Zhang Xiaobei, presidente ejecutivo del rotativo en
chino "The European Times", con sede en Francia, indicó que resulta
ridículo vincular la cuestión del Tíbet con el evento deportivo. Cualquier
persona que valore la paz en el mundo y el espíritu olímpico apoyará
y respetará el relevo de la antorcha olímpica, destacó.
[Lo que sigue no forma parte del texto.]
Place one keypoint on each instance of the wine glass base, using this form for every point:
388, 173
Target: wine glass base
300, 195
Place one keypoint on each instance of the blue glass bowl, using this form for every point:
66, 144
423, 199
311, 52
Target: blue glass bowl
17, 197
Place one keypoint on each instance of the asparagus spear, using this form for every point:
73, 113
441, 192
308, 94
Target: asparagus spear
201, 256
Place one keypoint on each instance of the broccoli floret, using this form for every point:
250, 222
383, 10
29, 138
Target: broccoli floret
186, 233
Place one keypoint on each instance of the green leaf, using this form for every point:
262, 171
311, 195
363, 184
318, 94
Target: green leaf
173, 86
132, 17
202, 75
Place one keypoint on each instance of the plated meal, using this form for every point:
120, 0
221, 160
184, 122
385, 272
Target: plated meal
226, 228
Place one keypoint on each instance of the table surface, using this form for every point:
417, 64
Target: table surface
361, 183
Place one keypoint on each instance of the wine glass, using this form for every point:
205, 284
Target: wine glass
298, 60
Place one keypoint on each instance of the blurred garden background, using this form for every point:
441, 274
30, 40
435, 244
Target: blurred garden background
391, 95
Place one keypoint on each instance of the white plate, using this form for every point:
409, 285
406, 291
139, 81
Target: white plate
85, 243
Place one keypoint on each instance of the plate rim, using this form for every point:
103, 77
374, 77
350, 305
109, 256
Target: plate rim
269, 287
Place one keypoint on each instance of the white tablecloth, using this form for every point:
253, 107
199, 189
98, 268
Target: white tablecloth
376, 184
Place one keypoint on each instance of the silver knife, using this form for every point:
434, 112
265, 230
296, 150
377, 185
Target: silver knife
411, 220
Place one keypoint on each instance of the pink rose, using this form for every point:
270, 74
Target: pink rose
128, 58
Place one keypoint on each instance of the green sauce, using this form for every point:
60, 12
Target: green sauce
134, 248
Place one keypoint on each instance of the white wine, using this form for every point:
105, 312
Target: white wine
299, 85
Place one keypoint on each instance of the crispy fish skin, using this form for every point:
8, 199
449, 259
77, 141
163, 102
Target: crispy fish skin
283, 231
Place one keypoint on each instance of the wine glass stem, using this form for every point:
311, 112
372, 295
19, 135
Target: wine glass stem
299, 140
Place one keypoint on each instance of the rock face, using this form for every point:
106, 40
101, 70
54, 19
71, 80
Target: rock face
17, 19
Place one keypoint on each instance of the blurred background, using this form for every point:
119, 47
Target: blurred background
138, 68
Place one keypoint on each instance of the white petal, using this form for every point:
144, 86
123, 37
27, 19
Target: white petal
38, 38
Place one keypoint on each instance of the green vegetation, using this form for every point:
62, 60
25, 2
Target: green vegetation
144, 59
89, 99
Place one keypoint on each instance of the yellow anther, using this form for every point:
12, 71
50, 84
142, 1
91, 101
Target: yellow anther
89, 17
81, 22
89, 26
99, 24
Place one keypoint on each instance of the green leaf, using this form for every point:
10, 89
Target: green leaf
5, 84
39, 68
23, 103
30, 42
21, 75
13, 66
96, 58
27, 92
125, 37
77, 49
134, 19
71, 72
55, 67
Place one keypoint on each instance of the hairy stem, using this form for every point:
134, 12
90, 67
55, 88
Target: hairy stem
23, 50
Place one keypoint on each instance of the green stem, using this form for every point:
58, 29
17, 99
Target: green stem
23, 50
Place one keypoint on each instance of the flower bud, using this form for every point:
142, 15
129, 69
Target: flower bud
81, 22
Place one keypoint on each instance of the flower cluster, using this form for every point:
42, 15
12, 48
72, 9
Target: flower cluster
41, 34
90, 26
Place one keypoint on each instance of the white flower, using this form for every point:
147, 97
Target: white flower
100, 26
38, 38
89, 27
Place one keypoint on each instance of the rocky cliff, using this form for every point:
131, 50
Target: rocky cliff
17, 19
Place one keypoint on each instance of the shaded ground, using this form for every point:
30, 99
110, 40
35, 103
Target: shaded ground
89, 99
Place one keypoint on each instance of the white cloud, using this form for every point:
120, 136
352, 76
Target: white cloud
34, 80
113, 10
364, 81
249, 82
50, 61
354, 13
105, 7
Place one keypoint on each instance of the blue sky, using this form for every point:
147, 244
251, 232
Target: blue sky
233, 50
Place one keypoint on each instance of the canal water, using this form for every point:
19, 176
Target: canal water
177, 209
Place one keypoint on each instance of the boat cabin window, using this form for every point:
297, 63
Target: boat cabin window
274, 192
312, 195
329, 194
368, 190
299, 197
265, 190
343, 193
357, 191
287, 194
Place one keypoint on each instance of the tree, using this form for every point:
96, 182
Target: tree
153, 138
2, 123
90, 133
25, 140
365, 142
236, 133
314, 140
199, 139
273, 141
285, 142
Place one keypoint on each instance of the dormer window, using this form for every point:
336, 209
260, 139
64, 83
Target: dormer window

Otro oyente de la India llamado Jayanta Chakrabarty
sostuvo en su carta que, siendo un admirador de China, está muy preocupado
por los disturbios en Lhasa, y subrayó que es innegable que el Tíbet
es parte de China.
Asimismo, elogió los esfuerzos realizados por el
gobierno chino para mejorar las condiciones de vida de los tibetanos y
ofrecer mayores incentivos para el desarrollo económico de la
región.
Las actividades separatistas no sólo obstaculizarían
el trabajo del gobierno chino por lograr un mayor desarrollo del Tíbet sino
que también perjudicarían al pueblo tibetano, señaló el ciudadano
indio.
Oyentes de 142 países y regiones condenaron los
hechos violentos del 14 de marzo en Lhasa y las informaciones
tergiversadas que ofrecieron ciertos medios de comunicación
occidentales sobre los incidentes.
"Las acciones violentas como golpizas, destrozos,
saqueos, incendios y asesinatos no están permitidas de acuerdo con la
doctrina del budismo", indicó el cibernauta mongol Bilig en un
mensaje en la página web de la CRI. "Estos hechos pusieron de
manifiesto que el Dalai Lama no tiene un corazón de bondad y
compasión".
El radioyente marroquí Amali Omar agregó haber
hablado acerca de los disturbios de Lhasa con sus amigos recientemente, y
señaló que todos coincidían en que lo ocurrido constituía "una violación
grave de los derechos humanos de todos los grupos étnicos que viven
en el Tíbet".
Omar dijo que el concepto de "no violencia" por el
que aboga el Dalai Lama fue destrozado a la vista de los hechos violentos
que condujeron a la muerte de ciudadanos inocentes en Lhasa.
Un oyente iraní que se indentificó como Hasan afirmó
que la " tergiversación de informaciones sobre los disturbios en Lhasa por
parte de ciertos medios occidentales supuso una violación del
principio de precisión informativa en la redacción de noticias".
"Creo que la cobertura informativa de los medios
chinos sobre el Tíbet es imparcial y justa. Aquellos medios occidentales
que transmitieron noticias falsas perjudicaron sus propias imágenes",
según un oyente de Myanmar.
"Apoyo la posición del gobierno chino ante los
incidentes del 14 de marzo, y creo que resulta adecuado que China tome
medidas para controlar la situación", subrayó Jameel Amir, de Pakistán.